Once every two weeks, the restrictions will be subject to revision based on the course of the cases. “A province whose status was upgraded from yellow to red should be aware that the restrictions may return. Business owners can also make preparations to shut down or reopen based on how a province fares in the number of cases,” Koca said.
Vaccination continues at full speed
Turkey received its first shipment of COVID-19 vaccines on Dec. 30 and gave them an emergency usage approval on Jan. 13, one day before administering them to health care workers.
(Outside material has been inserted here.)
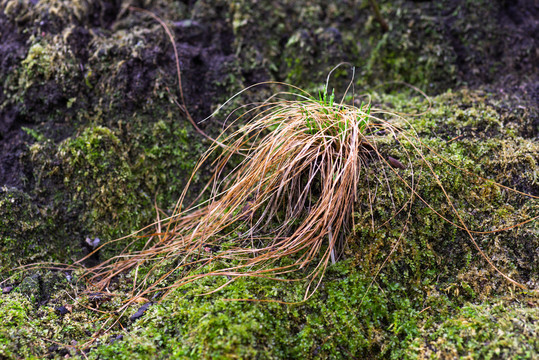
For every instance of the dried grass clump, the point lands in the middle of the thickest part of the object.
(291, 196)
Hospitals and clinics across Turkey have been busy lately with the inoculation movement. More than 2.8 million people have now received the vaccine as part of the drive, and health care workers, who were first to receive jabs last month, started receiving their second dose of CoronaVac. The inactive vaccine produced by China’s Sinovac is currently the only one available in the country, but it will receive its first doses of the messenger RNA (mRNA) vaccine developed by Pfizer-BioNTech later this month.
While health care workers received their second jabs, last Friday, people aged 65 or above received their first shots. The country's oldest citizens were vaccinated with their first jabs shortly after the first doses were administered to health care workers. After completing the vaccination of senior citizens, the country will move to age-independent vaccination in the next phase of the plan. These people include soldiers, police officers, teachers and people working in sectors critical for daily life, from logistics to the food sector. Inoculation is also planned this weekend for members of the Cabinet, in a bid to set an example for the public. Vaccine skeptics and anti-vaxxers thrive on social media, looking to deter inoculation, though surveys show a large majority of people are willing to be vaccinated.
Turkey on Friday reported 7,419 new coronavirus cases, including 638 symptomatic patients, according to the Health Ministry.
The country's case count passed 2.62 million, while the nationwide death toll reached 27,903, with 82 fatalities over the past day.
Since last December, Turkey has been implementing curfews on weeknights and partial lockdowns on weekends to curb the virus's spread.
Since December 2019, when it first emerged, the pandemic has claimed more than 2.45 million lives in 192 countries and regions.
Over 110 million cases have been reported worldwide, with recoveries now passing 62 million, according to figures compiled by the U.S.' Johns Hopkins University.
The U.S., India and Brazil remain the worst-hit countries in terms of cases.